An industruous staircase at the back leads up to a full-frontal vintage Chevy fender-and-headlight bench directly behind the railing upstairs, among more paintings and hangings. And even a chance meeting of Matt Gonzalez; how very San Francisco.
The Litquakers sat silently between the podiums and under the lights, as five authors rang out with the truth of their stories, exploring the aesthetic and ethical "phases" of existence in Kierkegaard's “Either/Or” method, on a warm, Wednesday, downtown evening.
Nona Caspers read "The Dog;" Matthew Iribar a story about a struggling artist in SF; Andrew Foster Altschul delivered a snappy piece called "Mile High;" Sean Beaudoin a short on making adeal with the devil; Ben Greenman read the finale, about love and infidelity.
The name of the event hints at the genre itself, shortened stories: shorts. And the rawness of the experience itself, read out loud, live and in front, among wine glasses and thoughtful gases.

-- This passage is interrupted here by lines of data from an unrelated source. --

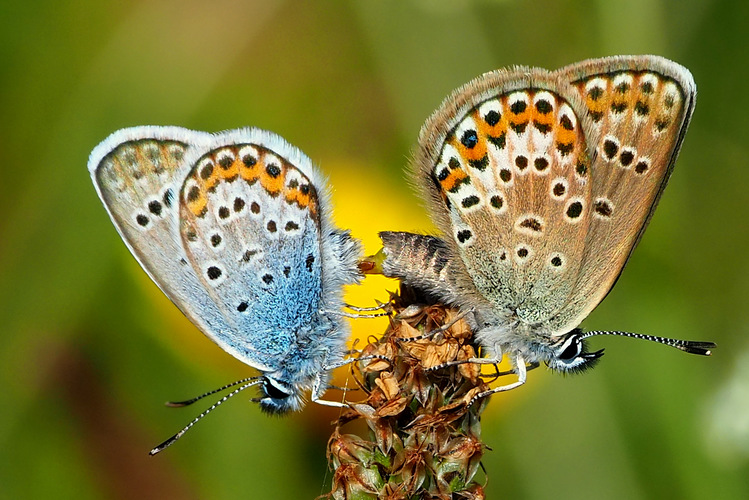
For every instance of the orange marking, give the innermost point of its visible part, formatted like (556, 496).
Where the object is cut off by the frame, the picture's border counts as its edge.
(566, 136)
(250, 174)
(295, 196)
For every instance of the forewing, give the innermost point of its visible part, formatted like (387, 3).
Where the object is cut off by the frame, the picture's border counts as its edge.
(236, 246)
(251, 230)
(506, 163)
(138, 174)
(640, 108)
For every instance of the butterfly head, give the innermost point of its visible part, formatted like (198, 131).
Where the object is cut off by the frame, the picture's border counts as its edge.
(570, 353)
(278, 396)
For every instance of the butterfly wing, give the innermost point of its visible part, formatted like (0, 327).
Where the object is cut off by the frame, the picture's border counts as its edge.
(640, 108)
(505, 164)
(201, 228)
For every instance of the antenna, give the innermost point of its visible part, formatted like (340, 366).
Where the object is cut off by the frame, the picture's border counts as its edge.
(690, 346)
(249, 382)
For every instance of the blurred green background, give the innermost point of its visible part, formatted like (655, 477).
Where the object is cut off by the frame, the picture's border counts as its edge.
(91, 349)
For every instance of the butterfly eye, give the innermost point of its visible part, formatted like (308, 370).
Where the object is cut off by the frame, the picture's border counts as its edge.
(571, 349)
(572, 356)
(276, 389)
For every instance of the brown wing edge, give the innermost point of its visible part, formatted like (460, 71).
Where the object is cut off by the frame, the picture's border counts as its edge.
(656, 64)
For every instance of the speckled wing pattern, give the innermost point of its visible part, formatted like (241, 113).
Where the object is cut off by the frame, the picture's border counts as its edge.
(543, 182)
(230, 226)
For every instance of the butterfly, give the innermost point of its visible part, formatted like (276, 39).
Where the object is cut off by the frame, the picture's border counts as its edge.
(235, 228)
(542, 183)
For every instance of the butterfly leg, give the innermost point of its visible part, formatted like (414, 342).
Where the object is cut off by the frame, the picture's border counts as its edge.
(522, 372)
(318, 389)
(529, 367)
(441, 329)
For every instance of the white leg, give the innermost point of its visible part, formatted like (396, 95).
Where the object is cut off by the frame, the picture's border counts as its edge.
(317, 392)
(522, 376)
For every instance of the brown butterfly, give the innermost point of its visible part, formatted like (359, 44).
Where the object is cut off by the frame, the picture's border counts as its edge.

Litquake Executive DirectorElise Proulx conducted the first poll of the six-year old festival, which described festival attendees as a distinctly 30-something crowd, and mostly women (among mostly male authors).
Ben Greenman left flyers for his postcard story-writing project called Correspondences, celebrating the lost art of letter-writing. He joked with us at intermission that he usually goes with a humorous story over a serious one, since that kind of silence could mean the audience is in rapt attention, or merely indifferent. And, he also reported that Litcrawl doesn't work in New York, since there isn't a close-knit enough area that works, without having to taxi.